Et Tu, Royal Bank Of Canada? S1 is Spurned Again

Royal Bank of Canada has joined a string of banks that, though they are part owners of S1 Corp., have given key contracts to S1 rivals.

Though it holds a 25% stake in S1 Corp., a provider of Internet banking software, the Toronto bank has hired Magnet Communications to set up a corporate Internet banking service for business customers.

Royal uses S1's products and services to operate its Internet banking service for retail customers. But Magnet, based in S1's hometown of Atlanta, has more experience in corporate banking software, industry experts said.

Brian McArthur, vice president of cash management at Royal Bank, said Magnet is the "best in its class." However, Royal's relationship with S1 "is still important and critical" on the retail end, Mr. McArthur said.

Under the agreement with Magnet, Royal Bank's business clients will have access to Magnet's iBank products, which facilitate online funds transfer, balance reporting, money market investments, and file transfers.

Royal Bank expects to begin testing the software this summer and to offer it to its more than 400,000 business clients in early 2001, Mr. McArthur said.

Scott Appleby, senior electronic finance analyst at Robertson Stephens, the investment banking division of FleetBoston Financial Corp., said S1 is new to corporate Internet banking, so it made sense for Royal Bank to choose a different vendor. S1 began offering corporate Internet banking after it purchased FICS Group, a Belgian corporate banking software provider, last June.

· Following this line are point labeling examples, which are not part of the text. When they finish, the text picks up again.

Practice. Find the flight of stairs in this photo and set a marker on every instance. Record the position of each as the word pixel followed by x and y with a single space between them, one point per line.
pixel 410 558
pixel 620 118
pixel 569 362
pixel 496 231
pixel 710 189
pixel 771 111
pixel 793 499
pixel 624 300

"FICS has been geared more toward the European market, which has a very different system," Mr. Appleby said. "It's still early for them."

Stephen C. Franco, an analyst with U.S. Bancorp Piper Jaffray, said, "S1 is still in the process of trying to integrate all of these products and it is inevitable that a few customers are going to look elsewhere." But considering Royal Bank's close relationship with S1, he said, "it's a loss they shouldn't have seen."

This is not the first time an S1 investor has turned to an S1 competitor for Internet banking services. In February, Wachovia Corp. announced it would use Web software from S1 rival Corillian Corp. in addition to S1's software. Citigroup Inc., another investor in S1, announced last month that it would do the same.

Wachovia and Citigroup are both using Corillian's Open Financial Exchange technology to broaden their retail banking platforms. OFX is a data-exchange specification that standardizes transactions such as paying bills, transferring balances, and getting statements.

With Corillian's OFX-certified Voyager server, Wachovia and Citigroup can let their customers conduct OFX transactions using Intuit's Quicken, Microsoft's Money, and other popular financial management programs.